"Don't know, Pap," Si answered. "I feel as if I'd had more'n 10 long years o' growth since we crossed the Ohio River. Yit, you don't seem a minute older than when I went away."
"I didn't feel no older," returned the father, "until I got in that guard-house last night. Then I could feel my hair gittin' grayer every hour, and my teeth droppin' out."
"I'm afraid you didn't git much chance to sleep, Pap," said Si sympathetically.
"Loss o' sleep was the least part of it," said the Deacon feelingly. "I kin stand a little loss o' sleep without any partickler bother. It wasn't bein' kept awake so much as the way I was kept awake that bore on me."
"Why, what happened?" asked Si.
"Better ask what didn't happen," groaned his father. "Used to have some mighty rough shivarees when I was a boy, and'd jest settled on the Wabash. Lots o' toughs then, 'specially 'mong the flatboat-men, who'd nothin' to drink but new sod-cornwhisky, that'd fight in every spoonful. But for sure, straight-out tumultuousness that guard-house last night gave six pecks for every bushel of a Wabash shivaree."
Shorty looked meaningly at Si. "Guard-house fellers's likely to be a ructionary lot o' roosters. Awful sorry you got in among 'em. Was they very bad?"
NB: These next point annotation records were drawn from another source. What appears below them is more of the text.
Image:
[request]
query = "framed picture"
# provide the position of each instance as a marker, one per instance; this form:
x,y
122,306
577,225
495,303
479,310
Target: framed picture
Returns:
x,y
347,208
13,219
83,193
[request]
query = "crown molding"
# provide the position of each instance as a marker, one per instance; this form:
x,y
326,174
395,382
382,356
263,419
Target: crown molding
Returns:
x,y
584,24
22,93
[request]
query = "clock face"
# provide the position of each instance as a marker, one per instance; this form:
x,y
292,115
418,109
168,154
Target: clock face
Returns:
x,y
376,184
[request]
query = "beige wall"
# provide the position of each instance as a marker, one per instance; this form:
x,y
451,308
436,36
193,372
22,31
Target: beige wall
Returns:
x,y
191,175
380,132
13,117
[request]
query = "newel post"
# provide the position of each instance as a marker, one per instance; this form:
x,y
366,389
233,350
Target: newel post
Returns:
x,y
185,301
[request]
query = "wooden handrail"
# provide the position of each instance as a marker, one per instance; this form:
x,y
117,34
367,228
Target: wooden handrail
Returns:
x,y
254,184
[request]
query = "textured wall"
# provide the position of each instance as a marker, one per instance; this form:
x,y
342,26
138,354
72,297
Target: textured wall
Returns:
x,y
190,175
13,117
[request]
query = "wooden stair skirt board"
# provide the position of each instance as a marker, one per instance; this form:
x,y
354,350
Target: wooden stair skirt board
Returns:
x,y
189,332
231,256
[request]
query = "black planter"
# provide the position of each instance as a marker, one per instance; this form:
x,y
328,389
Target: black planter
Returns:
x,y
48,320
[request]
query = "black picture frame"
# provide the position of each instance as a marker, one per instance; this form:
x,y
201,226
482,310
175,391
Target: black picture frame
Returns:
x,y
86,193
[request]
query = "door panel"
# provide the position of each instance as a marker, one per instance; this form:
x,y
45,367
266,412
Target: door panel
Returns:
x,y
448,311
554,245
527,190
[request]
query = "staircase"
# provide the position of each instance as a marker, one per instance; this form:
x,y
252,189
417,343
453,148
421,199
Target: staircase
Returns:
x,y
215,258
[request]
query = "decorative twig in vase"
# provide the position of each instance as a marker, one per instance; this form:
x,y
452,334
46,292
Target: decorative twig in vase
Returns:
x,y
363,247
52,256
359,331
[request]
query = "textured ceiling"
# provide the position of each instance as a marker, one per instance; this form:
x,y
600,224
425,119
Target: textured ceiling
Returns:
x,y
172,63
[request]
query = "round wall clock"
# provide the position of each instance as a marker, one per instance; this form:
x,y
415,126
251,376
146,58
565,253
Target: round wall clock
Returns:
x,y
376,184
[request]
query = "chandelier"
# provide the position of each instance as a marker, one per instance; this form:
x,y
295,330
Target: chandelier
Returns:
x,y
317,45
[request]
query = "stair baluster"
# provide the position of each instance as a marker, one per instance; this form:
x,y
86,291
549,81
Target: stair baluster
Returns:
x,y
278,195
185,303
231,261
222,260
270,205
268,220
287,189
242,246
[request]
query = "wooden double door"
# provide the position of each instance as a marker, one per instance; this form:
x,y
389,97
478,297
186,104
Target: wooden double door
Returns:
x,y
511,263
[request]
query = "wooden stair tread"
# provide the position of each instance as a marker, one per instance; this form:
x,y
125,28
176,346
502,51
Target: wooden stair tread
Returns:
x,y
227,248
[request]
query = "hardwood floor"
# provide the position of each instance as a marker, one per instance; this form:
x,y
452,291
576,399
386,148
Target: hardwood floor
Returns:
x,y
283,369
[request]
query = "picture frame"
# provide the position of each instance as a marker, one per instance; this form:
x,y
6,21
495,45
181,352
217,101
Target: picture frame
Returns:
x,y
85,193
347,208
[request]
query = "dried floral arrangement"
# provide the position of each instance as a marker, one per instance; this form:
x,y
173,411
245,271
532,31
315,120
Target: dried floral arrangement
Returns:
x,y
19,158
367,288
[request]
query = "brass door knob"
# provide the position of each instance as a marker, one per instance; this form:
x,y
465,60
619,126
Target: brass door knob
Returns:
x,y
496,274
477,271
"Well, I should say. When I was chucked in they wuz havin' a regular prize fight, 'cordin' to rules, as to whether Rousseau or Negley wuz the best General. The Rousseau man got licked, and then the other Rousseau men wuzzent satisfied, and proposed to lick all the Negley men in the guard-house; but the Sheridan men interfered, and made the Rousseau men cool down. They they turned their attention to me. They raised a row about a citizen being put in among them. It was a disgrace. The guard house was only intended for soldiers and gentlemen, and no place for condemned civilians. Then some one said that I had been arrested as a Knight o' the Golden Circle, on my way to Bragg, with information from the Injianny Knights. Another insisted that he knowed me, and that I wuz Vallandigham himself, brought down there to be sent through the lines. Then I thought sure they'd kill me on the spot. I begged and pled and denied. Finally, they organized a court-martial to try me for my life.
"They had an awful tonguey feller that acted as Prosecutin' Attorney, and the way he blackguarded me was a shame. He said the word 'traitor' was wrote in every liniment o' my face; that I wuz a dyed-in-the-wool butternut, and that the bag I'd brung along with me contained the muster-rolls of 100,000 Injiannians who'd bin swore in to fight for Jeff Davis.
"The feller that they appinted to defend me admitted the truth of all that the other feller'd said. He said that no one could look in my Southern Injianny face without seem' Secession, treason and nigger-lovin' wrote there in big letters. He could only ask the honorable court for mercy instid o' justice, and that I be shot instid o' hung, as I deserved.